In her review of Deborah Silverman’s Van Gogh and Gauguin: The Search for Sacred Art (since removed from Commonweal's archives), she wrote that while most would agree Van Gogh’s search for the sacred is embodied in his paintings, it is hard to attribute this symbolism to Protestant ideals of labor and individual worth. Rather, she said, “they can be viewed as artistic choices made by a sophisticated individual conversant with the history of art as well as the arts and crafts of his own time.”
Van Gogh had much in common with Nietzsche’s Dionysian spirit. He was a man who learned not to forsake or stand in judgment of the material world, but to sanctify and ennoble it. The more traditional, Christian belief in the corruption of the flesh would have been foreign to Van Gogh. His paintings celebrated everyday life, and the artist who labored to create them.1
In Arles, for example, Van Gogh’s labors prompted a reporter to write that the only thing missing was a lunchbox: “Mr Vincent,” the reporter said, “an Impressionist painter, works, we are told, in the evening, by the light of the gaslamps, in one of our squares.”

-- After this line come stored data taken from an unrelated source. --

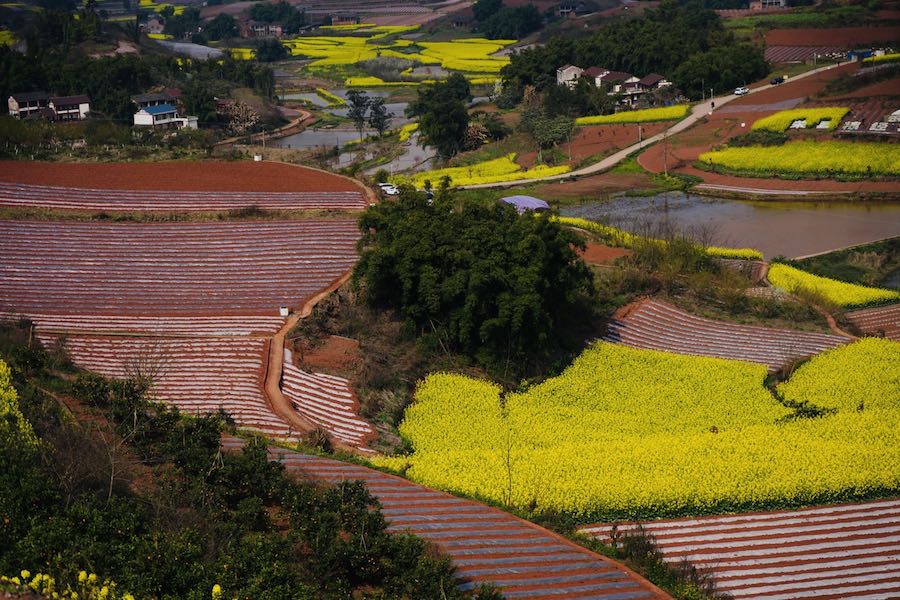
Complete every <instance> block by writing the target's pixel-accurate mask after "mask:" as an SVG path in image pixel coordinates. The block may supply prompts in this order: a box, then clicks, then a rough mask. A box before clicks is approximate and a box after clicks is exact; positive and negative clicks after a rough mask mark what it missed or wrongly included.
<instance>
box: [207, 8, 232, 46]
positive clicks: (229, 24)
mask: <svg viewBox="0 0 900 600" xmlns="http://www.w3.org/2000/svg"><path fill="white" fill-rule="evenodd" d="M203 32H204V33H206V37H208V38H209V39H211V40H223V39H226V38H230V37H235V36H236V35H237V34H238V27H237V21H235V20H234V17H232V16H231V15H228V14H225V13H221V14H218V15H216V18H214V19H213V20H212V21H210V22H209V23H207V24H206V25H204V27H203Z"/></svg>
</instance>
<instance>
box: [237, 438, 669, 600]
mask: <svg viewBox="0 0 900 600" xmlns="http://www.w3.org/2000/svg"><path fill="white" fill-rule="evenodd" d="M243 443H244V442H243V440H239V439H237V438H230V437H223V439H222V445H223V446H224V447H225V448H226V449H229V450H231V449H236V448H238V447H240V446H242V445H243ZM269 456H270V460H277V461H280V462H281V463H282V464H284V466H285V470H286V471H287V472H288V473H290V474H291V475H293V476H295V477H298V478H301V479H303V480H313V481H322V482H327V483H338V482H341V481H348V480H358V481H362V482H363V483H364V484H365V486H366V488H367V489H368V490H369V492H370V493H371V494H372V495H373V496H374V497H375V498H376V499H377V500H378V502H379V504H380V505H381V509H382V514H383V515H384V517H385V519H386V520H387V521H388V523H389V531H393V532H397V533H404V532H405V533H411V534H413V535H416V536H418V537H420V538H423V539H425V540H428V541H430V542H432V543H433V544H435V546H437V547H438V548H439V549H440V550H441V551H443V552H445V553H446V554H447V555H448V556H449V557H450V559H451V560H452V561H453V563H454V564H455V565H456V567H457V571H456V576H457V578H458V583H459V588H460V589H461V590H463V591H472V590H475V589H477V588H478V587H479V586H480V585H481V584H482V583H491V584H493V585H495V586H497V587H498V588H500V589H501V591H502V593H503V594H504V595H505V597H507V598H529V599H530V600H563V599H565V600H576V599H582V600H587V599H594V600H602V599H603V598H609V599H610V600H623V599H625V598H629V599H635V600H640V599H643V600H653V599H662V598H667V597H669V596H667V595H666V594H664V593H663V592H662V591H661V590H659V589H658V588H656V587H655V586H653V585H652V584H651V583H649V582H647V581H646V580H645V579H643V578H642V577H640V576H639V575H637V574H635V573H634V572H632V571H631V570H630V569H628V568H627V567H625V566H624V565H622V564H620V563H618V562H616V561H614V560H612V559H609V558H607V557H605V556H601V555H599V554H596V553H594V552H591V551H590V550H587V549H586V548H583V547H582V546H579V545H578V544H575V543H574V542H572V541H570V540H568V539H566V538H564V537H562V536H561V535H558V534H556V533H553V532H551V531H548V530H546V529H544V528H542V527H540V526H538V525H535V524H534V523H529V522H528V521H525V520H523V519H519V518H517V517H514V516H513V515H510V514H508V513H505V512H502V511H501V510H499V509H497V508H493V507H489V506H485V505H484V504H480V503H478V502H475V501H472V500H466V499H464V498H456V497H454V496H451V495H450V494H448V493H446V492H439V491H436V490H433V489H430V488H427V487H425V486H422V485H419V484H416V483H413V482H411V481H408V480H406V479H403V478H401V477H398V476H396V475H391V474H388V473H382V472H380V471H376V470H374V469H370V468H368V467H363V466H361V465H354V464H349V463H345V462H340V461H337V460H333V459H330V458H325V457H321V456H312V455H309V454H301V453H300V452H296V451H293V450H287V449H284V448H270V450H269Z"/></svg>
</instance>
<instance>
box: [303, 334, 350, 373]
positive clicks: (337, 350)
mask: <svg viewBox="0 0 900 600" xmlns="http://www.w3.org/2000/svg"><path fill="white" fill-rule="evenodd" d="M298 353H299V356H298V359H299V364H300V367H301V368H305V369H310V368H311V369H325V370H326V371H344V370H346V369H350V368H352V367H353V365H354V364H355V363H356V361H357V360H359V342H358V341H356V340H352V339H350V338H345V337H341V336H337V335H330V336H328V337H326V338H325V340H324V342H323V343H322V344H320V345H318V346H316V347H315V348H309V347H308V346H306V345H305V344H301V345H300V347H299V348H298Z"/></svg>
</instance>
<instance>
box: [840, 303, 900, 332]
mask: <svg viewBox="0 0 900 600" xmlns="http://www.w3.org/2000/svg"><path fill="white" fill-rule="evenodd" d="M847 318H848V319H850V321H851V322H852V323H853V324H854V325H856V326H857V327H859V329H860V330H861V331H863V332H864V333H868V334H869V335H884V337H886V338H888V339H891V340H897V341H900V304H889V305H887V306H876V307H874V308H864V309H862V310H854V311H852V312H848V313H847Z"/></svg>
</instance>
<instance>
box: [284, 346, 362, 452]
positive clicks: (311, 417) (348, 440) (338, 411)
mask: <svg viewBox="0 0 900 600" xmlns="http://www.w3.org/2000/svg"><path fill="white" fill-rule="evenodd" d="M281 381H282V384H281V388H282V391H283V392H284V395H285V396H286V397H287V398H288V399H289V400H290V401H291V402H292V403H293V404H294V407H295V408H296V409H297V412H298V413H300V414H301V415H302V416H303V417H305V418H306V419H308V420H310V421H312V422H313V423H315V424H317V425H319V426H321V427H324V428H325V429H326V430H328V432H329V433H331V434H332V435H334V437H335V438H337V439H338V440H340V441H341V442H344V443H345V444H348V445H350V446H355V447H364V446H365V445H366V443H367V442H368V440H369V439H371V438H373V437H375V435H376V434H375V430H374V429H373V428H372V426H371V425H370V424H369V423H367V422H366V421H364V420H362V419H360V418H359V416H358V415H359V413H358V409H359V404H358V402H357V401H356V397H355V396H354V394H353V390H352V389H351V388H350V382H349V381H347V380H346V379H344V378H343V377H335V376H334V375H326V374H324V373H308V372H306V371H303V370H302V369H299V368H297V367H295V366H294V365H293V364H291V361H290V355H289V354H288V355H286V356H285V363H284V371H283V373H282V380H281Z"/></svg>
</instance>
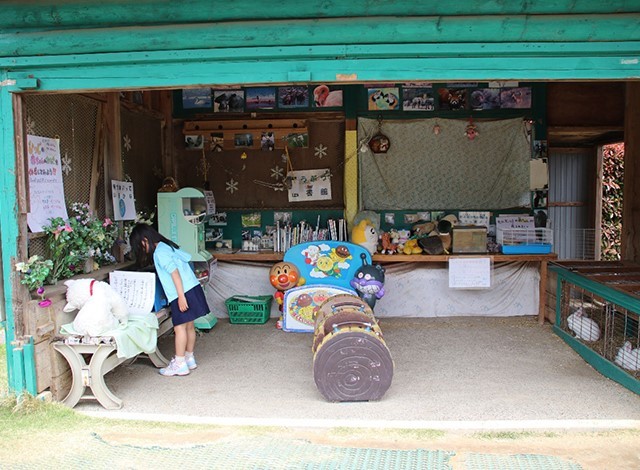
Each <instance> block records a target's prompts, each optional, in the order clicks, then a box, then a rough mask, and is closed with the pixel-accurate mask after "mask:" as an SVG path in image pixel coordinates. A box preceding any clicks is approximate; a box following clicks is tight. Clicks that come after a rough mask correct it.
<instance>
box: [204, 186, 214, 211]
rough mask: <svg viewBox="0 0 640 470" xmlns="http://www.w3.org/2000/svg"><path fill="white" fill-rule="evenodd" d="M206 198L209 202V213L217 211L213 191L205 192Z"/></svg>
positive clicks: (208, 203) (207, 204) (204, 197)
mask: <svg viewBox="0 0 640 470" xmlns="http://www.w3.org/2000/svg"><path fill="white" fill-rule="evenodd" d="M204 200H205V202H206V203H207V215H211V214H215V213H216V199H215V197H213V191H205V192H204Z"/></svg>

Is there Christian symbolism in Van Gogh's work? Of course. It's all relative though. There are no absolutes. Jared Baxter believes Van Gogh was more deconstructionist than Christian, and is probably correct in believing this to be true. But in many of his letters, if not all, Van Gogh talks nuts and bolts, as any laborer would:
“On the terrace, there are little figures of people drinking,” Van Gogh wrote. “A huge yellow lantern lights the terrace, the facade, the pavement, and even projects light over the cobblestones of the street, which takes on a violet-pink tinge….”
Yes, the waiter, in all probability, is Christ Jesus, and he may even be carrying his cross (it's sort of there in the window), but who knows? That's the genius of Vincent van Gogh, and the delightful painting he created while standing under gaslamps in Arles. The Café Terrace at Night. It's just plain wonderful.
1 Berenson, E. (2006). Introduction from a forum of brief essays; a day-long gathering at nyu’s institute of french studies. (Discussion, Debora Silverman’s Van Gogh and Gauguin: The Search for Sacred Art, New York: Farrar, Straus and Giroux, 2000).